Poitras, who helped NSA whistleblower Edward Snowden expose illegal activities of the organization, still believes that people should be worried about the amount of power governments have to conduct surveillance searches of what they are doing online.
“Facebook is a gift to intelligence agencies. People volunteer all their social information,” she told the Washington Post in an interview.
Users should be wary about the information that the likes of Facebook and Google have compiled on them, Poitras warns. Still she does believe that these technology companies pose less of a threat than governments.
“On technology companies, we should be concerned, but we are consenting to that relationship – and they don’t have the same powers. They can help the government find out who your sources are, but they don’t have the power to investigate people,” she said.

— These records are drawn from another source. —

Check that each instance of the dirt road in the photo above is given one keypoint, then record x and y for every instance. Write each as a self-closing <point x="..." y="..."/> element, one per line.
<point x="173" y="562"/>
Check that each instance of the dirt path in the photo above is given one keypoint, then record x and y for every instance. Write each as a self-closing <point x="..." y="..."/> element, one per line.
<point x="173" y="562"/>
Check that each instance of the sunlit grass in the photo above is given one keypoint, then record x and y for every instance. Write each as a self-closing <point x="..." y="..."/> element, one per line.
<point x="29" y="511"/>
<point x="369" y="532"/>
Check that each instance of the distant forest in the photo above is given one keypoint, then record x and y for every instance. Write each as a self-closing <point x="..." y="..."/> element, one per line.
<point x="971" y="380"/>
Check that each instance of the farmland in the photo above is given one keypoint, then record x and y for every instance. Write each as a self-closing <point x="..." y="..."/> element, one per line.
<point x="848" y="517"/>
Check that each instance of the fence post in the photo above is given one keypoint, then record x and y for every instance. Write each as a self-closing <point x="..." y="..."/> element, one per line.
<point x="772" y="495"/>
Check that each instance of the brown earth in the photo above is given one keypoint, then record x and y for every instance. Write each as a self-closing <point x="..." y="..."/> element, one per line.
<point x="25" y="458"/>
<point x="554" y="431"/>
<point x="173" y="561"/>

To try and overcome the problem of unwanted government surveillance, she advocates the greater use of encryption tools, especially for journalists, but does understand that they can often be hard to use for those without specialist knowledge of computer systems. Poitras told the Washington Post she believes this could change in the future.
“I think what we’re going to see is a market for privacy that’s going to emerge. I think technology companies will come forward and offer tools that are easier to use. I mean, [email encryption tool] PGP is not easy, but it could be, and I think it will be,” she said.
The investigative journalist also touched on the Freedom of the Press Foundation, which was setup in December 2012 to support free speech and the freedom of the press. It also offers encryption tools, which can be downloaded online, as well as a service called SecureDrop.
SecureDrop is an open-source whistleblower submission system, which any news organization can install to securely receive information and documents from whistleblowers and sources, according to the Foundation’s website. She also says that the organization can give guidance on what products can be trusted and which should be avoided.
“I think one of the really exciting things about the organization is that we have a technology board who has all sorts of experience in the free software movement who actually know how to determine what are the good forms of encryption and how to handle peer review,” Poitras added.
Poitras also talked about the release of her new film, Citzenfour, which potrays the eight days that she spent in Hong Kong with Snowden, after he began leaking sensitive NSA documents. The film opened on Friday in selected cinemas in New York, Washington, DC, and Los Angeles.